Martian crater
© NASA/JPL/University of ArizonaA trough carved by erosion in Mars' north polar region. The conical mound indicates a buried crater underneath the ice-rich soil.
New images taken by NASA's Mars Reconnaissance Orbiter have revealed rare evidence of an impact crater in Mars' north polar region.

Around the red planet's north pole is a feature called the north polar layered deposits, which are a series of ice-rich layers deposited over time and up to several kilometers thick.

The new images from MRO's High Resolution Imaging Science Experiment (HiRISE) camera revealed an odd, solitary hill rising part-way down an eroding slope of the layered terrain.

The exposed section of the deposits is about 1,640 feet (500 meters) thick, and the conical mound is about 130 feet (40 meters) high.

"The mound may be the remnant of a buried impact crater, which is now being exhumed," said HiRISE team member Shane Byrne, of the University of Arizona.

If it sounds backwards for a crater to be revealed by a mound, there's a fairly simple explanation:

The crater formed as the north polar ice layers were being deposited.
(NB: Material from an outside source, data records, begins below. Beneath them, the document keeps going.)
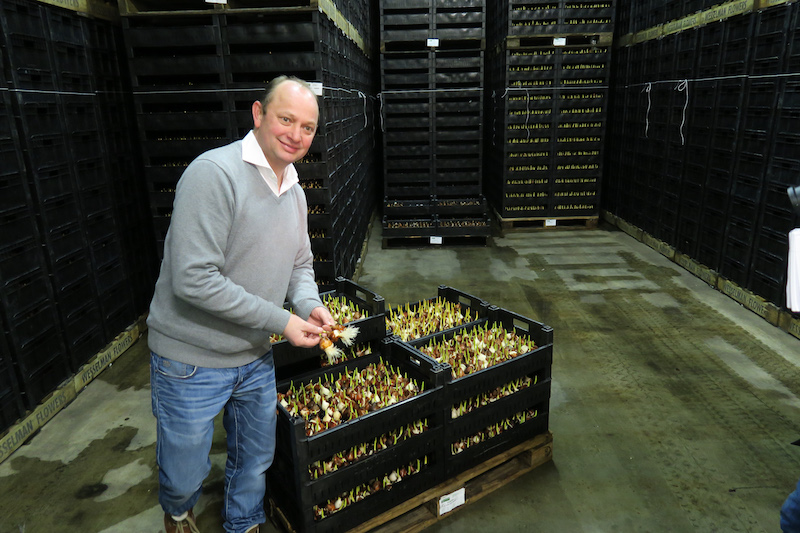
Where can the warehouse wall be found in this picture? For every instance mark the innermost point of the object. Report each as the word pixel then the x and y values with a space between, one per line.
pixel 703 135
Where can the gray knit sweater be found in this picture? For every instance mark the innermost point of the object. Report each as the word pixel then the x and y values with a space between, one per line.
pixel 234 252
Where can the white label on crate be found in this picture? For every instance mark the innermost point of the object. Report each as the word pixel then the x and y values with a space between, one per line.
pixel 316 86
pixel 448 502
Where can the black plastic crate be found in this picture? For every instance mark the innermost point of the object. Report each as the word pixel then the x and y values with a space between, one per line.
pixel 11 406
pixel 174 51
pixel 116 304
pixel 24 17
pixel 769 41
pixel 737 34
pixel 476 307
pixel 398 207
pixel 20 258
pixel 536 365
pixel 297 494
pixel 52 370
pixel 535 400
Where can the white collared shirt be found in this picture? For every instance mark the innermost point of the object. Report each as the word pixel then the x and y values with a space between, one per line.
pixel 252 153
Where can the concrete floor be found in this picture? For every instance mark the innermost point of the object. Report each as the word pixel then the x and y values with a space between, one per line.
pixel 673 408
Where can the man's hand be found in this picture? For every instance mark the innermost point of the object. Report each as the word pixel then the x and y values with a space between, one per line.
pixel 301 333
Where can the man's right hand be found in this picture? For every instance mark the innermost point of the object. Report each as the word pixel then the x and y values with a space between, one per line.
pixel 301 333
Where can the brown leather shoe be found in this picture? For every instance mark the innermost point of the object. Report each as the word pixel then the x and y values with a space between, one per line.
pixel 187 525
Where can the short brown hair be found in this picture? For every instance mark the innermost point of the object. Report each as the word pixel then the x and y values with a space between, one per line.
pixel 270 91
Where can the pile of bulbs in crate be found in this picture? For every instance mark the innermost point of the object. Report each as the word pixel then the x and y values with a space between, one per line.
pixel 398 400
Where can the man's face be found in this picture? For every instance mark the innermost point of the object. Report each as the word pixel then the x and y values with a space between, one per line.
pixel 286 128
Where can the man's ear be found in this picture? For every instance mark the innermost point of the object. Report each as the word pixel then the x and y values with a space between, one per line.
pixel 258 114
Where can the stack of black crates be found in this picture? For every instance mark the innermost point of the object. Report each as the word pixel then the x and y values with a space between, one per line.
pixel 547 93
pixel 75 263
pixel 197 68
pixel 432 67
pixel 325 481
pixel 706 140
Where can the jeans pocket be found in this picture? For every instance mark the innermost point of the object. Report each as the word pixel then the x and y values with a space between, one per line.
pixel 172 369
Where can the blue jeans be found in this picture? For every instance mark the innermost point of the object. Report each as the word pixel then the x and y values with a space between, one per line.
pixel 186 399
pixel 790 512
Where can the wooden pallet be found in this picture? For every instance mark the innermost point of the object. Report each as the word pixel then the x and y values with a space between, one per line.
pixel 428 241
pixel 424 510
pixel 589 222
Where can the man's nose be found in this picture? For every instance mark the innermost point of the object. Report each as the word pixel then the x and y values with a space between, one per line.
pixel 295 132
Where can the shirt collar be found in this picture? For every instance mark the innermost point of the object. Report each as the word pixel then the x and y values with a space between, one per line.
pixel 253 154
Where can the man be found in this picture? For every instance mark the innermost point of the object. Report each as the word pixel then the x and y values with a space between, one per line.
pixel 236 249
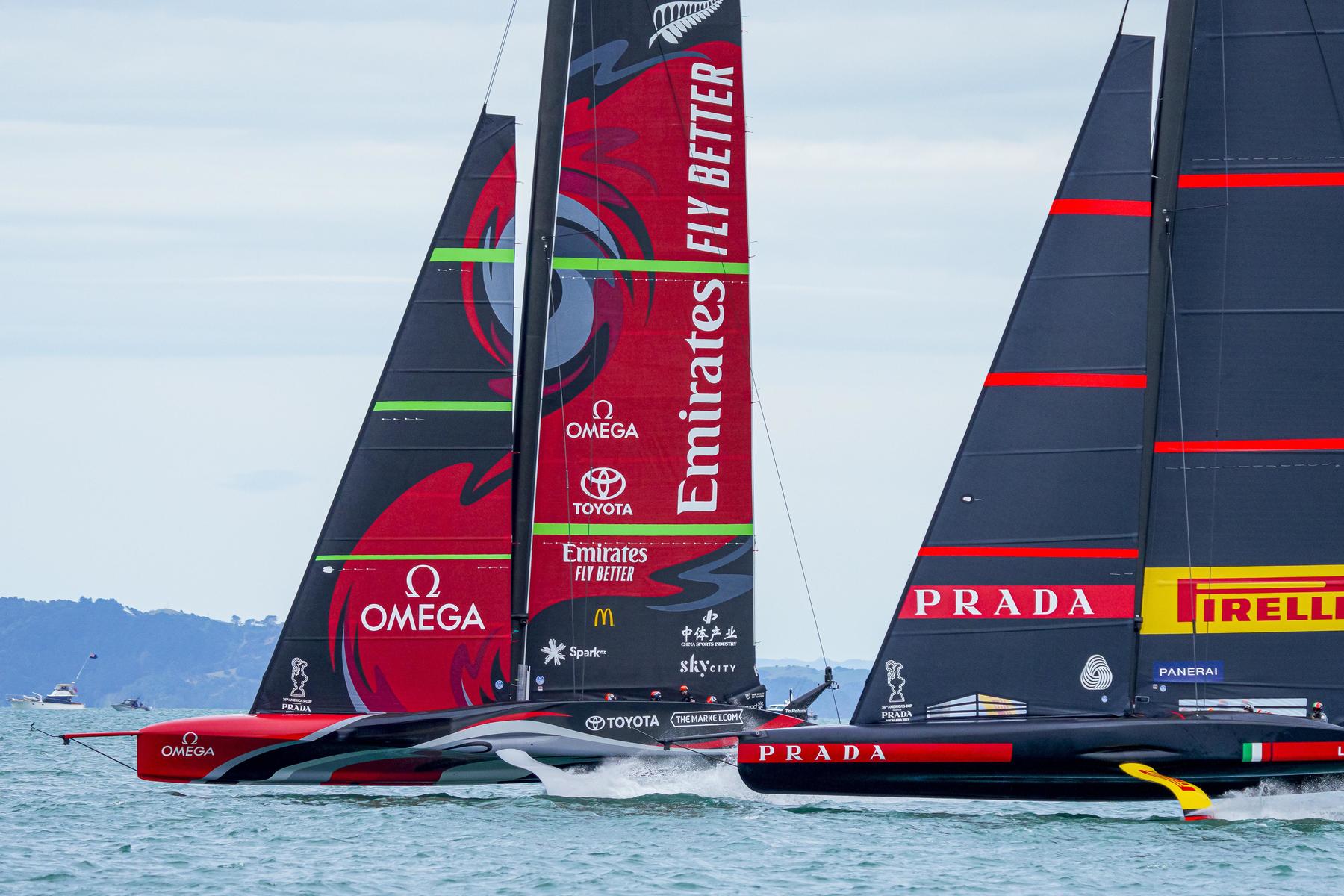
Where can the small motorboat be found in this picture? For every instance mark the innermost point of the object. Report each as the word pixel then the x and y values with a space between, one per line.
pixel 63 696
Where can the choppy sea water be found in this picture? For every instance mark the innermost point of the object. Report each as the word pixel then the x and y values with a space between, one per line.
pixel 74 822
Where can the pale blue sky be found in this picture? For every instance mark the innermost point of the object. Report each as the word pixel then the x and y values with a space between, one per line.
pixel 211 215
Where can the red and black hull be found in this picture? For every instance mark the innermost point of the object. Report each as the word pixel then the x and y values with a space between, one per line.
pixel 1075 759
pixel 455 746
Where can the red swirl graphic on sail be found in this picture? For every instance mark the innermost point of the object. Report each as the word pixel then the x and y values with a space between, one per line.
pixel 423 623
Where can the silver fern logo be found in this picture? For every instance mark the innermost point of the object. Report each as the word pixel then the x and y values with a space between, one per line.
pixel 675 19
pixel 1095 675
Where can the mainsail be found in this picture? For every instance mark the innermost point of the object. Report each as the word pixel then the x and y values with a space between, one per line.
pixel 641 568
pixel 1021 598
pixel 405 603
pixel 1243 579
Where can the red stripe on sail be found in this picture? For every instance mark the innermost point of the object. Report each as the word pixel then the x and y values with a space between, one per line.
pixel 1095 381
pixel 1249 445
pixel 1265 179
pixel 1127 207
pixel 959 551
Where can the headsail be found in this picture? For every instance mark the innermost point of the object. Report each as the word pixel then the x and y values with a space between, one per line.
pixel 1243 588
pixel 405 602
pixel 641 571
pixel 1021 598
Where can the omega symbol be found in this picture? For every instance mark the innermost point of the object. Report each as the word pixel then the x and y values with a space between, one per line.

The crater itself would have been filled in by ice after it formed.

Most of these craters are buried under the Martian surface and inaccessible to scientists and their instruments. But this crater and its associated ice mound were exhumed as erosion formed a trough above and around it.

"For reasons that are poorly understood right now, the ice beneath the site of the crater is more resistant to this erosion, so that as the trough is formed, ice beneath the old impact site remained, forming this isolated hill," Byrne said.
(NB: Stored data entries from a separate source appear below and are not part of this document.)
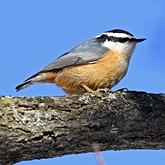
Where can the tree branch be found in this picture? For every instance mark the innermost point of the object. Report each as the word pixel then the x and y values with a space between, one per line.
pixel 44 127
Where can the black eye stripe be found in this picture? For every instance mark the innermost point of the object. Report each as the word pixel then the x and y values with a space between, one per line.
pixel 105 37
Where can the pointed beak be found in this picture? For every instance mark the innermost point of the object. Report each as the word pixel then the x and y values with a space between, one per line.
pixel 139 40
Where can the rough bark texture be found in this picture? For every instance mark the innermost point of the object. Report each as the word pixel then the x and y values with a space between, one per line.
pixel 45 127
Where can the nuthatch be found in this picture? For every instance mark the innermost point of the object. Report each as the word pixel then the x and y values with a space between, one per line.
pixel 98 63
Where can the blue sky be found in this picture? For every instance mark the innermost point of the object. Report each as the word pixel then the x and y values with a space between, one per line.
pixel 34 32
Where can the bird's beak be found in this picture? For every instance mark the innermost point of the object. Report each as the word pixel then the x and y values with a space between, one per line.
pixel 139 40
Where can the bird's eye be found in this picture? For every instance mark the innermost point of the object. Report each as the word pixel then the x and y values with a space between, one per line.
pixel 122 40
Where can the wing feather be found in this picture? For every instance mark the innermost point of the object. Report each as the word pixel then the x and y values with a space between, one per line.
pixel 84 53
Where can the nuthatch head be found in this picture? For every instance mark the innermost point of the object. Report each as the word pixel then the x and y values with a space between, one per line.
pixel 100 62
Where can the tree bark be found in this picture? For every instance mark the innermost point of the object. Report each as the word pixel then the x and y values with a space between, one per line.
pixel 45 127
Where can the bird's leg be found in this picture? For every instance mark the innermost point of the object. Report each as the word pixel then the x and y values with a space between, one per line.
pixel 87 88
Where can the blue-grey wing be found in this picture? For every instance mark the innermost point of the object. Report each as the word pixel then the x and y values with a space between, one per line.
pixel 84 53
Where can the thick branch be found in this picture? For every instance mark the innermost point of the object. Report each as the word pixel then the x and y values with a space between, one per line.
pixel 44 127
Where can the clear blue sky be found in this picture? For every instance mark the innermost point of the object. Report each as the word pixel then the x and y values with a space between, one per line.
pixel 34 32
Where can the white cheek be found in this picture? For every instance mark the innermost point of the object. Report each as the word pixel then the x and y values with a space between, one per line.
pixel 121 47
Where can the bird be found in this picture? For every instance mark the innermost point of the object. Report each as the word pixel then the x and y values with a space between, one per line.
pixel 98 63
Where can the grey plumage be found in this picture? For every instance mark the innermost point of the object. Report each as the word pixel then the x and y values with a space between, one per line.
pixel 86 52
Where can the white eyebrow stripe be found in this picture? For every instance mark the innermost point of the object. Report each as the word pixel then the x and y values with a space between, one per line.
pixel 122 35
At high resolution, the HiRISE image shows that the mound is made up of polygonal blocks as big as 33 feet (10 meters) across.
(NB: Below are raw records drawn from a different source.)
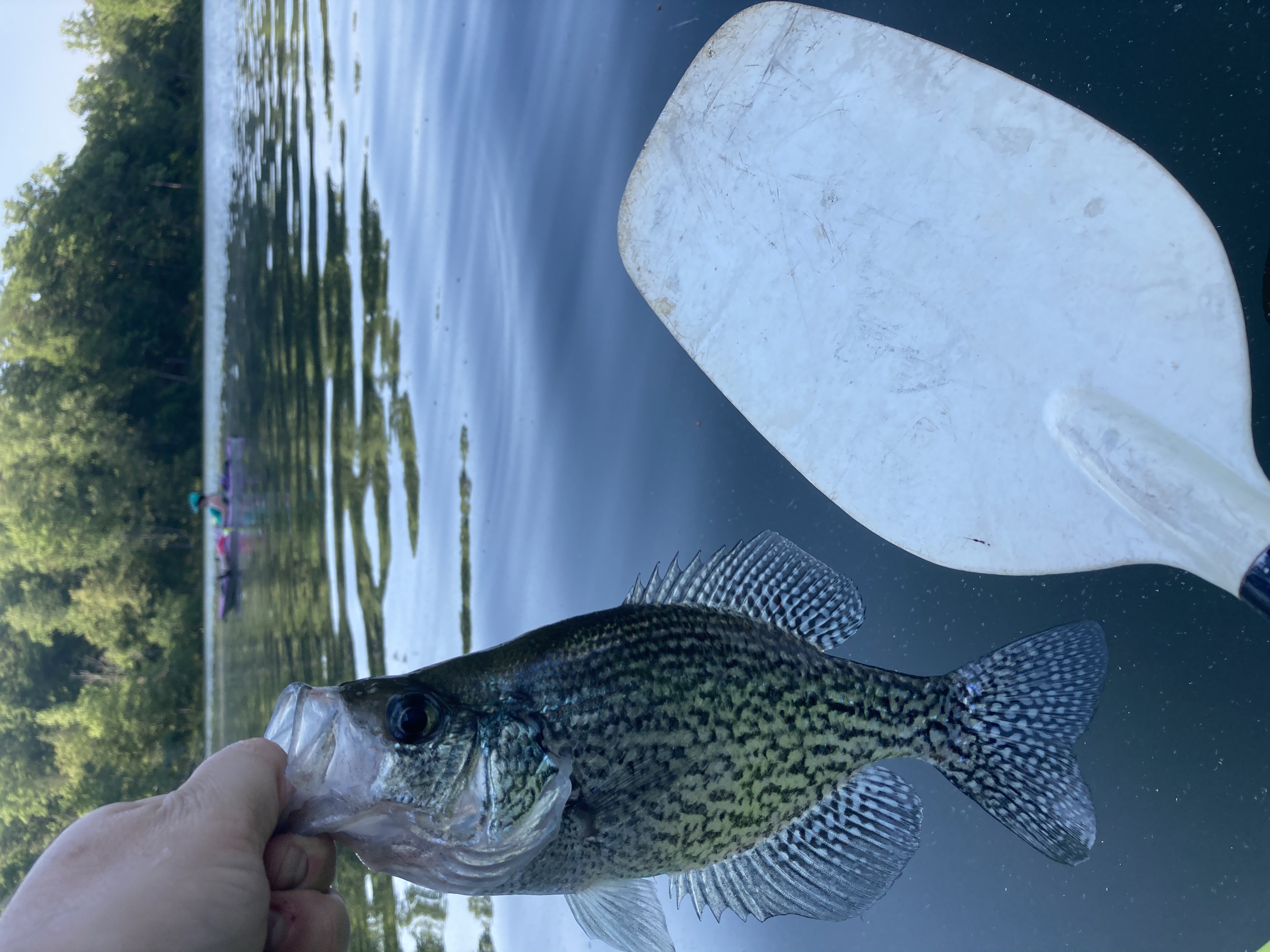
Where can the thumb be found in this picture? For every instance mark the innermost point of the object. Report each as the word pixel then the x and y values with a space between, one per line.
pixel 243 785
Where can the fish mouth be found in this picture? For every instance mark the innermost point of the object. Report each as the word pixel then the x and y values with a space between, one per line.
pixel 329 765
pixel 343 784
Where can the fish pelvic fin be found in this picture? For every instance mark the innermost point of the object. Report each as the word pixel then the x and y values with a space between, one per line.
pixel 1016 715
pixel 769 579
pixel 626 915
pixel 832 862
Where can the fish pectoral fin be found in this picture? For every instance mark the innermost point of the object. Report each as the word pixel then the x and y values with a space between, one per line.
pixel 626 915
pixel 769 579
pixel 832 862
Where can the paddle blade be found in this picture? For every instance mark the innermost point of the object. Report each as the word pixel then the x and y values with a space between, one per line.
pixel 890 257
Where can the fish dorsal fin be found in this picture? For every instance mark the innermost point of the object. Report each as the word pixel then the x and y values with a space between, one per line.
pixel 625 915
pixel 832 862
pixel 768 578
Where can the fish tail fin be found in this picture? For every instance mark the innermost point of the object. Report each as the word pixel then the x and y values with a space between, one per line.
pixel 1015 717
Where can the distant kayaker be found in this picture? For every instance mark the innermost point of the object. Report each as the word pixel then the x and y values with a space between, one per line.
pixel 214 503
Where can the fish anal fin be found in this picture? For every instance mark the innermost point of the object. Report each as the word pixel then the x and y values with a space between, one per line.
pixel 832 862
pixel 626 915
pixel 769 579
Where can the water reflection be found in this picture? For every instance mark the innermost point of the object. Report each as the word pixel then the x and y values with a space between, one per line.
pixel 315 417
pixel 486 145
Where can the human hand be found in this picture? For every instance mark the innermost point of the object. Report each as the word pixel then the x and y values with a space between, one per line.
pixel 196 870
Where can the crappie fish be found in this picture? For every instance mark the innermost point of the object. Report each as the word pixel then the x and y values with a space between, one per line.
pixel 696 730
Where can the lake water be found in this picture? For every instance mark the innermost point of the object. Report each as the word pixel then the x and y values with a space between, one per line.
pixel 450 418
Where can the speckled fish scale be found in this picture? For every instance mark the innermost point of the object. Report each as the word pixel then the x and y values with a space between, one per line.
pixel 705 734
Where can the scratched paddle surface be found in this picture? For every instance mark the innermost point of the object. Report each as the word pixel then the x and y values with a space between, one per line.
pixel 454 251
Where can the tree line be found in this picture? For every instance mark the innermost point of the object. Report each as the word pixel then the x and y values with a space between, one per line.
pixel 101 421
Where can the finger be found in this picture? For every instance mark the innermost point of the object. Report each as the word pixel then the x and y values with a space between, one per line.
pixel 303 921
pixel 295 862
pixel 244 784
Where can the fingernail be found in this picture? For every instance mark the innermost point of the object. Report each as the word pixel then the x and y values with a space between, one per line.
pixel 295 867
pixel 277 931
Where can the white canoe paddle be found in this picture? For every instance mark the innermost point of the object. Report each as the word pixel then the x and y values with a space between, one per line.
pixel 987 327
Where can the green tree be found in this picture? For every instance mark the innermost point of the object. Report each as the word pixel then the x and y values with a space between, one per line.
pixel 100 429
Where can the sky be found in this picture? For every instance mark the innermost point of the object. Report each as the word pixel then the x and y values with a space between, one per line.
pixel 37 75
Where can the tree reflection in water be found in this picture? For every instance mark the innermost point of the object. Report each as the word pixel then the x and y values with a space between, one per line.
pixel 319 424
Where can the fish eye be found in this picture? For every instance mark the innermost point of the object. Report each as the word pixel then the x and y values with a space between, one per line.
pixel 412 718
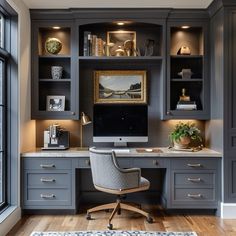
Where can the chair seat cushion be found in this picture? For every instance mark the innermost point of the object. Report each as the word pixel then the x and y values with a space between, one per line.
pixel 144 182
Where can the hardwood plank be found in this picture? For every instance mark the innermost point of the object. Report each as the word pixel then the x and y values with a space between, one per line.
pixel 203 225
The blocks are covered by the reddish dust that is ubiquitous on Mars, but otherwise resemble ice-rich blocks seen in other images of the north polar layered deposits.

Another new HiRISE image showed a small impact crater on the surface of Planum Boreum, or the north polar cap. This smaller crater is only about 125 yards (115 meters) in diameter.

The dearth of craters around Mars' north polar region has led scientists to suggest that either the north polar cap is only about 100,000 years old, and therefore would have accumulated fewer impacts, or that the craters disappear as the ice relaxes, just as imperfections in an old window disappear as the glass relaxes.